Saturday, 9 June 2007

16. Flight

Well, I started and finished this one today; it's only about 180 pages and like all of Alexie's stuff, eminently readable. Plus, Brook and I went to see Alexie read tonight at the Toronto Women's Bookstore and I was hoping to avoid being surprised by something he read in the novel that I hadn't yet gotten to.

Instead of reading from the new novel, he read a short story, "South by Southwest," from his best short story collection, The Toughest Indian in the World. Then after he'd read and only one question from the audience was forthcoming he told the longest and funniest and saddest story in the world about being in Norfolk, VA for a reading at a college the day that messed up kid killed all those people at Virginia Tech. (Funny and sad are like two sides of one coin in Alexie's work; he makes me laugh as I'm bawling and vice verse.)

Flight, which was published within the last few months, is about a messed up semi-homeless Indian kid nicknamed Zits who falls under the spell of another messed up but compelling kid (as in will start cults compelling) who convinces him to go on a shooting rampage in a bank.The shooting starts and then Zits is sent back in time to various ignominious moments in American history and witnesses both the terrible things humans do to one another and their surprising graces and kindnesses.

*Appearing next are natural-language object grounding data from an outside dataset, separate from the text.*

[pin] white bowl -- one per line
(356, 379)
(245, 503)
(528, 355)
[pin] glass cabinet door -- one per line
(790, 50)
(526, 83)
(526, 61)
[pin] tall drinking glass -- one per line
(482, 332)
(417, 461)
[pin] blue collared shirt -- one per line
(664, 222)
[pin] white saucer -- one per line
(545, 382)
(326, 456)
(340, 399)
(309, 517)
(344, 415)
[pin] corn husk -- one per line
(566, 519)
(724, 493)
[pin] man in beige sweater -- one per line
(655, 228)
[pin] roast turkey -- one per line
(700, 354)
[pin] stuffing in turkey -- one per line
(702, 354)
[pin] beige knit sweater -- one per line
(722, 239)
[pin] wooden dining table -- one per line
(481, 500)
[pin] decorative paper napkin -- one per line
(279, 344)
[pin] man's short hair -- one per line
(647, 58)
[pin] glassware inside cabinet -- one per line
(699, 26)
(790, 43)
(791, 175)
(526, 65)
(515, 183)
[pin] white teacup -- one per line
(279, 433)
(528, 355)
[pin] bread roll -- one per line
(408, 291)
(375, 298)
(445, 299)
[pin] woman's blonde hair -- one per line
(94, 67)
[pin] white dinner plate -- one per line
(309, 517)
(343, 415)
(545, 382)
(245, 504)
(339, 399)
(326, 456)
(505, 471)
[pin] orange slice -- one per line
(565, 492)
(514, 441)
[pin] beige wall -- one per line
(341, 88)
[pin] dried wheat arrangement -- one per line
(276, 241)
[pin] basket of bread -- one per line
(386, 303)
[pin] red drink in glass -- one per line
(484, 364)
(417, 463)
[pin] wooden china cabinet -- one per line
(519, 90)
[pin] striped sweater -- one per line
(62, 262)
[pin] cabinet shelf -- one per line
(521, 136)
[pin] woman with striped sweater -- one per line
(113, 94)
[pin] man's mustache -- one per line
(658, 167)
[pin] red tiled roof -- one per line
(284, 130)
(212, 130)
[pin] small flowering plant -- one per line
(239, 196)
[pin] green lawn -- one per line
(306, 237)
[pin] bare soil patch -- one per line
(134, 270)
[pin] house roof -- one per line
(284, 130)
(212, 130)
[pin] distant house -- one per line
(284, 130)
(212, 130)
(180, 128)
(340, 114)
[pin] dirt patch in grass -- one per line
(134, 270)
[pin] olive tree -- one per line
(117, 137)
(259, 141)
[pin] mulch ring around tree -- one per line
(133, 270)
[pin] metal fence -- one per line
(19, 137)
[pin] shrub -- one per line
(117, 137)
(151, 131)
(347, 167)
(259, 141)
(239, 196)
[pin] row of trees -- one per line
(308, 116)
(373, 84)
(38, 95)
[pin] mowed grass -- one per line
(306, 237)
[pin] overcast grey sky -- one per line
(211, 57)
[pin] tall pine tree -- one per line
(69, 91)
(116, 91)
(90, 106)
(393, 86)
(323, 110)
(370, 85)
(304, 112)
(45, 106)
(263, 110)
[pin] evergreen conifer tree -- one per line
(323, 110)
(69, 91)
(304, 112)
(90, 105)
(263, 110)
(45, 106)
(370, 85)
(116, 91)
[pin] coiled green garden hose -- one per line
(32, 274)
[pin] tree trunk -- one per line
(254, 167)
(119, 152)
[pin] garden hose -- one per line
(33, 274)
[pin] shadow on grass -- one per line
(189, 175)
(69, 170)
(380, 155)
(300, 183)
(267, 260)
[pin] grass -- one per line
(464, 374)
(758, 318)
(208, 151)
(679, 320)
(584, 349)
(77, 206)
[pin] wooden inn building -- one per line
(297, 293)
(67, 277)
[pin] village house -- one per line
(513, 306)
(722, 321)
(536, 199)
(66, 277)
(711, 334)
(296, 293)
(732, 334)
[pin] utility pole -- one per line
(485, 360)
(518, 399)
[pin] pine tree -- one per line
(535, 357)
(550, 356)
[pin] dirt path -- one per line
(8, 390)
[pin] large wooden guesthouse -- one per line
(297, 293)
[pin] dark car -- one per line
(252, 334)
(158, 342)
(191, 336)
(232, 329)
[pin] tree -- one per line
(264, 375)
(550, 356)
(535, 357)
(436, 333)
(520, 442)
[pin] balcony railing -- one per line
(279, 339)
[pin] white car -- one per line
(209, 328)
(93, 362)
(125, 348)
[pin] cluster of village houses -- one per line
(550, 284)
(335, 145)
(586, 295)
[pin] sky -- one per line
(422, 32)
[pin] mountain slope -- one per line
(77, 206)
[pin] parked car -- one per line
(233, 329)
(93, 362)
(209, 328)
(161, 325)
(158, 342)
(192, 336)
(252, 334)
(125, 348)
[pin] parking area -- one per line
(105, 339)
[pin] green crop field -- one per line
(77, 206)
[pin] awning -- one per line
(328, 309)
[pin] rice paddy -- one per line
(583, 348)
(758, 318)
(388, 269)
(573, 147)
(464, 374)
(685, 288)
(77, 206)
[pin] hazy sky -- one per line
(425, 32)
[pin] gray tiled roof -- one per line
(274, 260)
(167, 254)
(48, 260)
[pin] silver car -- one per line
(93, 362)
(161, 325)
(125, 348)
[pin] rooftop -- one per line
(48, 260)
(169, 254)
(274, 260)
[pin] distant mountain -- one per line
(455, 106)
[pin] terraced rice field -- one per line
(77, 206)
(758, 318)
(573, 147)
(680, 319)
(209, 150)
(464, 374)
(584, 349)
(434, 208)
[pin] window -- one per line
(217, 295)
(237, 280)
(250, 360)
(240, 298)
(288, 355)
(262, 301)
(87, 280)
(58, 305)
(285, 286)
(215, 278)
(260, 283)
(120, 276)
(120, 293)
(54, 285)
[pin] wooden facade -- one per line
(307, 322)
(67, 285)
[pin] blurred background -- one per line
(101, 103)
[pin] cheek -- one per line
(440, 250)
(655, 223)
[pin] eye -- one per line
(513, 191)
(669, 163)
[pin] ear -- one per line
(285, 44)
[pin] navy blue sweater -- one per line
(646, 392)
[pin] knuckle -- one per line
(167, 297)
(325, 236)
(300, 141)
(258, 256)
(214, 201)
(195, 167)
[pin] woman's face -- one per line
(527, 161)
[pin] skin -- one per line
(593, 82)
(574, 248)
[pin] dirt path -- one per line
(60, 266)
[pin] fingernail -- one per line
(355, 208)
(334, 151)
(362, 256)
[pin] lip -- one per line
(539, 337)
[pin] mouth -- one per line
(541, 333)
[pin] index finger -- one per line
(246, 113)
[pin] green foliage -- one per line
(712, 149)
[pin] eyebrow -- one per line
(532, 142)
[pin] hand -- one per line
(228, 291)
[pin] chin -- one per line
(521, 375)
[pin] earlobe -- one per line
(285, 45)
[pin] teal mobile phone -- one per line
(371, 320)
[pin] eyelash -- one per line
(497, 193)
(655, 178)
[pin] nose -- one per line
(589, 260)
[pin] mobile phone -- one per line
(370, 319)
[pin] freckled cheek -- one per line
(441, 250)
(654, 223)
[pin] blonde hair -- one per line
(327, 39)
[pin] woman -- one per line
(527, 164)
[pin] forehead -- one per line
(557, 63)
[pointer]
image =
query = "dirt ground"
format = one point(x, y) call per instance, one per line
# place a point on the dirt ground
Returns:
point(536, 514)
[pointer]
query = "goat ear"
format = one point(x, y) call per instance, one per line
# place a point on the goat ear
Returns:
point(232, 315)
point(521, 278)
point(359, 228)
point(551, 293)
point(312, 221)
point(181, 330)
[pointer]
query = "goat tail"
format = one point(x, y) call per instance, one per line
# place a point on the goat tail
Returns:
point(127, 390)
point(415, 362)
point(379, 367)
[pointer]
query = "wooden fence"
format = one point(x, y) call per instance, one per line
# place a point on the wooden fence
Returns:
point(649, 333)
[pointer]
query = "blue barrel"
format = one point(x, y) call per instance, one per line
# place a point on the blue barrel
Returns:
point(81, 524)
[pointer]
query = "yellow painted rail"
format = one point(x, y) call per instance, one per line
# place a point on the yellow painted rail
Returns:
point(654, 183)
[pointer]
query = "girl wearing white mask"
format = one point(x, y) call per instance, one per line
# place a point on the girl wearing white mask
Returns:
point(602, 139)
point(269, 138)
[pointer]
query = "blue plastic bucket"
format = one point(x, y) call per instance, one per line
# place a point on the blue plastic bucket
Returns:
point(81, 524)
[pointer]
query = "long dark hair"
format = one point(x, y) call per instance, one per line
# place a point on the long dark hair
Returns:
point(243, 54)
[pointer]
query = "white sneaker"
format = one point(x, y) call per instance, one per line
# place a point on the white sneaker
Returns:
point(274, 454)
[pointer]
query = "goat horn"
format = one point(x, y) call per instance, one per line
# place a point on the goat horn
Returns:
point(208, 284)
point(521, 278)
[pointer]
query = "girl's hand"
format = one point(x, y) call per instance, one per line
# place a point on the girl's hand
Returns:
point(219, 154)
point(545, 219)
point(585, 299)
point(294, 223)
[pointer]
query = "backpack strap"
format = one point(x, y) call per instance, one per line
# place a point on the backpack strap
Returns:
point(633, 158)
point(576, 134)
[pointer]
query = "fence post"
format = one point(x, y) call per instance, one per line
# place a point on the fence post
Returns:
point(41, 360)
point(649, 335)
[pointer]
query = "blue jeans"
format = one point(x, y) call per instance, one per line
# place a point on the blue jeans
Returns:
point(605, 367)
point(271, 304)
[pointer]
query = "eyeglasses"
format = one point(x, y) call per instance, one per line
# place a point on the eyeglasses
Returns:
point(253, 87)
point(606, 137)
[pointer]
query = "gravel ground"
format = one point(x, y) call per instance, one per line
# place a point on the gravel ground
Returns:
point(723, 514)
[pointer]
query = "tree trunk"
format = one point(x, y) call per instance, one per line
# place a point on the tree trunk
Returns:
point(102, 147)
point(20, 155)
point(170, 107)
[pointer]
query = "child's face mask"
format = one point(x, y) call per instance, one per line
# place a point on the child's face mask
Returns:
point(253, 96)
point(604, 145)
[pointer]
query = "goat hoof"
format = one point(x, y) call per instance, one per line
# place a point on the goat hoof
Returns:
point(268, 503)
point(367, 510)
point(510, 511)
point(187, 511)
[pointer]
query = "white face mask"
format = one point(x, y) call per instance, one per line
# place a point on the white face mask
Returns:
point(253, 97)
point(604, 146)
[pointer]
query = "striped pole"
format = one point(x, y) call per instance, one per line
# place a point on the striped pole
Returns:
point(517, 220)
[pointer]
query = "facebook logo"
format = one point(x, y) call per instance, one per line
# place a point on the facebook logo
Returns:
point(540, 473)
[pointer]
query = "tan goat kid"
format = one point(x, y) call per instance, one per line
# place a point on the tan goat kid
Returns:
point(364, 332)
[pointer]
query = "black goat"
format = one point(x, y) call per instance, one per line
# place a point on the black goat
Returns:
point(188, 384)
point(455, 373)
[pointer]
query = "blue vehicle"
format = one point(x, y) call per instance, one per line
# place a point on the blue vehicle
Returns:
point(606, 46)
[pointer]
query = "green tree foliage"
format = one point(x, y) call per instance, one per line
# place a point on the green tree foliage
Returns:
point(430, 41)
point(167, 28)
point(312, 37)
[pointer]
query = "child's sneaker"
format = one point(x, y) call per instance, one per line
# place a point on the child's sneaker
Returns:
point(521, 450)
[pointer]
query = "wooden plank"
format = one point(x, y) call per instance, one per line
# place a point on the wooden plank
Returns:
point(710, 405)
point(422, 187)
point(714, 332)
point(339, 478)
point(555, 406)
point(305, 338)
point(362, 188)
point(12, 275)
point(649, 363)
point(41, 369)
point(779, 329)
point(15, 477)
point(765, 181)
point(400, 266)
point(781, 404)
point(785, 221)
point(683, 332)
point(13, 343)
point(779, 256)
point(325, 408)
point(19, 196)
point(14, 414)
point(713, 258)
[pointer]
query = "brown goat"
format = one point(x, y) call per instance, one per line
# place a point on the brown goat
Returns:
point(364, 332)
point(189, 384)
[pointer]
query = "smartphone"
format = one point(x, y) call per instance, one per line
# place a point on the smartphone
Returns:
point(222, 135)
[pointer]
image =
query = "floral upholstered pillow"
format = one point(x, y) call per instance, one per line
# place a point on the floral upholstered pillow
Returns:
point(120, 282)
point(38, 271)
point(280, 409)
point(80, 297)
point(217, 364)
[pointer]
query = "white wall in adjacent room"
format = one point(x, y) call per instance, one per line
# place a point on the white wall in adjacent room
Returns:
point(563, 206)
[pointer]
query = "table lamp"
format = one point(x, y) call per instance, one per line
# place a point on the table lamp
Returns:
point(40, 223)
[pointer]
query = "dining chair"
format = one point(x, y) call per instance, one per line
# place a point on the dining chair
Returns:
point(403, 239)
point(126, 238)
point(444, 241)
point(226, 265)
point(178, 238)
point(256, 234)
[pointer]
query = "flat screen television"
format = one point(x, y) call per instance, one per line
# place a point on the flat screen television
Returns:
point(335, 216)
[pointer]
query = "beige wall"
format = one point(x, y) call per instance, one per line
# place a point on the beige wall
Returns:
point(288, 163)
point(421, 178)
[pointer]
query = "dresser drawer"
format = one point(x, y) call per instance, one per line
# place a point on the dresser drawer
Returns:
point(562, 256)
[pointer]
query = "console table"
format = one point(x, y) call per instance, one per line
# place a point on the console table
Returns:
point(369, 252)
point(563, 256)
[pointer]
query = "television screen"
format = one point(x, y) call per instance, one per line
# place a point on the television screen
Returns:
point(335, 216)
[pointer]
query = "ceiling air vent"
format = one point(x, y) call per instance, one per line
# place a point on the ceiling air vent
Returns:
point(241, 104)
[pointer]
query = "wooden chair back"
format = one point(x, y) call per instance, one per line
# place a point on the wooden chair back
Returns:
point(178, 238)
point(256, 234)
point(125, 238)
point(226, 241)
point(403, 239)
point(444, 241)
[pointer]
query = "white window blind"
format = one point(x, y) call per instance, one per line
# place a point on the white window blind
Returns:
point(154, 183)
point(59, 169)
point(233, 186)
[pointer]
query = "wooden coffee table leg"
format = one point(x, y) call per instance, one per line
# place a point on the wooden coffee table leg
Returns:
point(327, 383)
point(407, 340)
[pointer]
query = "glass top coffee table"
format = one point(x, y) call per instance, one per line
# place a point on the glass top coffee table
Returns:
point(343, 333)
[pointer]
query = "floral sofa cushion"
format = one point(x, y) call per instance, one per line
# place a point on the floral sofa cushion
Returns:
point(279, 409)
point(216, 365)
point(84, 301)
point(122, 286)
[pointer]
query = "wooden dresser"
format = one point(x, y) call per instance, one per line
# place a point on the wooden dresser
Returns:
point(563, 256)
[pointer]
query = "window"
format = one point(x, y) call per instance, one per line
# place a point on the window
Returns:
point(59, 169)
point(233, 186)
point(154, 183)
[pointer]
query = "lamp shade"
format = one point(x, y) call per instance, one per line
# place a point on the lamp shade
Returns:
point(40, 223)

Why is it that the surprising kindnesses make me cry so much more than the cruelties? I'm sad to think it's probably because they surprise me more.

I like Sherman Alexie because he's willing to tackle the worst in our nature head-on but he's also the most hopeful writer I'm familiar with. In the last story in Ten Little Indians, the main character Jackson Jackson exclaims "How many good men are there in the world? Too many to count!" Sometimes I believe that too.

(I don't remember how I first discovered Alexie, but I've been reading his stuff for almost 15 years now.)